Thousands of miles away, 22 churches in the United States are for the first time using environmentally sustainable palm from Guatemala and Mexico for their Palm Sunday services this year.
This convergence of religion and ecology is taking root across scattered areas of the globe amid heightened environmental awareness among some church leaders. More than 300-million palm fronds are harvested each year for U.S. consumption alone, most of them for Palm Sunday.
"Most Christians wake up on a Palm Sunday, look at the beautiful greenery but don't think about where it's being grown and whether forests and people are being affected," said Glenn Berg-Moberg, pastor of an 800-member Lutheran church in St.
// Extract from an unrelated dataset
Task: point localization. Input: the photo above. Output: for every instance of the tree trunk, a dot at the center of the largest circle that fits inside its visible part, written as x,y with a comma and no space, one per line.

Paul, Minn. "The largest single demand of palm fronds is for Palm Sunday, so we feel we need to be responsible in how we are treating the forest."
The effort in America, promoted by the Montreal-based Commission for Environmental Cooperation and the Rainforest Alliance in New York, is aimed at protecting the rain forests in Guatemala and Mexico whose canopy provides the shade for the shrublike chamaedorea palms to grow.
The plan is to buy certified palms from communities using sustainable forestry practices and improve the communities' profit margins, giving them more incentive to protect the rain forest instead of clear-cutting it.
"Someone quipped that this is a palm pilot, but we're really excited about it," Berg-Moberg said.
The Colombian initiative has a special urgency, because the survival of a species is at stake.
There are only about 540 yellow-eared parrots left on the planet. They exist only in Colombia. Their sole habitat is the wax palm, which grows on the misty flanks of the Andes Mountains to heights of 225 feet, making it the world's tallest palm tree.
But for centuries, Colombians have used the fronds of the wax palm for Palm Sunday, which commemorates Jesus' entry into Jerusalem, where residents greeted him by waving palm fronds.
When Colombian peasants cut off the fronds from the young wax palms - Colombia's national tree - to sell to worshipers, the trees die or their growth is stunted. The practice has led to a dramatic thinning of the towering palms.
A top Colombian cleric said it's important for the church to join with environmental groups and government agencies to promote use of other palms and save the bright green-and-yellow parrots.
"We have a slogan: God pardons always, man pardons sometimes, but nature never does. Every abuse of nature you pay for, sooner or later," said Monsignor Fabian Marulanda of the church's policymaking Episcopal Conference.
Marulanda said the church came on board after the use of fronds from other palms was suggested.